Last year Jeremy Jackson went to South Africa to collect a big prize at a conference. While there he met a young nature writer/photographer named Adam Welz. A few weeks ago Adam was ambling down the west coast of the U.S. and stopped by to visit for a day. In addition to breaking the news to me that more than half the plants in my yard are introduced species from South Africa (where the climate is so similar), he also is a great storyteller and amazing nature photographer (see the beavers).

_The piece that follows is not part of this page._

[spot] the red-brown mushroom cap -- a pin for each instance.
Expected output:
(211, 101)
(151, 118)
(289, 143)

If you have a few minutes and care to read some excellent natural history writing and see some amazing photograhic work, take a look at his blog. And maybe give him your insights on his question about the adaptive significance of yawning.



  1. #1 Pete Nelson
    June 4, 2008

    I did some postdoc work on chimp facial expressions a while back. One of the experiments I wanted to do was to see if chimps could distinguish between images (no sound) of a ‘scream face’ and a yawn. (Prior research has shown that chimps can distinguish between images of various facial expressions w known significance.) The two look indistinguishable to me, though of course the yawn lacks the acoustic signal that accompanies the scream! We had plenty of ‘scream face’ images but had a terrible time getting good, frontal photos of yawns for our match-to-sample experiments. I’m not sure this would set anyone on the path to an illustrious academic career (it’s certainly an example of what the Aussie’s would call ‘blue sky research’), but I’d love to see someone do the experiment. It’d also be interesting to quantify the temporal distribution of yawns in a social setting–once someone yawns, others start doing the same. Or look at the social hierarchy of yawners. I don’t know what the adaptive significance (if any) of yawning is, though it’s likely indicative of an individual’s motivational state. Social yawning may be adaptive in that it gets all members of a social group on a similar motivational state (like dawn choruses in birds, monkeys and dolphins?). Plenty to keep you busy there!